PALESTRA AGENCY
Andrzej Bąkowski, lawyer (Warsaw)
"Band". Subliminal PRLs
There came a time erstwhile the failure to account for the dark, choking past of the Polish People's Republic hit the strategy of ethical, moral, patriotic values finally, confessed by an excellent part of the Polish society, causing understandable shock and terror. Further dramatic events prior to 1989 are revealed. It turns out that it is impossible to live a average life, a calm, unreflective march into the future without knowing these events, due to the fact that there is inactive a phantom coming out and demanding an evaluation. Could anything have justified the past’s unworthy conduct and attitudes, or could even the individual threat on the part of the strategy be an excuse for morally reprimanded acts? For deficiency of defence oppressed by the regime? These are the questions we answer right now.
Literaries, poets, people of the pen in general, after Miłosz's “Enslaved Mind”, Urbankowski's “Red Mass”, Andrzejewski's “Miazdza” and Trznadel's “Hanba” can look at the last book by Joanna Siedlecka. The author, known for her predatory biographical publications, “Black Bird”, “Jaśnie Panicz”, “Lord of Poetry”, late published “Obława”, a subject about writers oppressed by Polish communism (Prószyński and S-ka S.A., Warsaw 2005). utilizing the IPN archive, but besides another museum sources and private collections, she created a relation shocking with her authenticity. The work (438 p.) is covered by solid reproductions of reports and authoritative notes of SB agents, secret associates (TW), civilian contacts (KO), authoritative prosecutors' and MO's writings. Reproductions of the writings of the Union of Polish Literaries in this area have a noble yet infamous share.
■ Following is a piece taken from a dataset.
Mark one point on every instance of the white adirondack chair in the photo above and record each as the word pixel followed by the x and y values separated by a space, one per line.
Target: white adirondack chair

It is simply a book on the taint of figures from the ellipse of literature chosen by the regime, intended for an ideological "shooting", due to the harm to the strategy of their frequently non-literary activities, specified as signing appeals, letters to the authorities of the Polish PRL in defence of Polish culture. At that time, the strategy choked in creative environments all thought of an independent, unsubjected doctrine in force at a given phase of improvement of the communist state. The book focuses primarily on victims of persecution, their tragic multidimensional experiences, sometimes resulting in physical or civilian death, sometimes only failure of wellness in prisons. By the way, however, it is simply a mine of cognition about the methods of working the apparatus of coercion, blackmails, provocations, tangling with an agent network of politically uncomfortable writers. The horror is how frequently the then Literary Union behaved in relation to the regime's fear to intimidate, silence his fellow pen. The union primarily cared about privileges for the chosen.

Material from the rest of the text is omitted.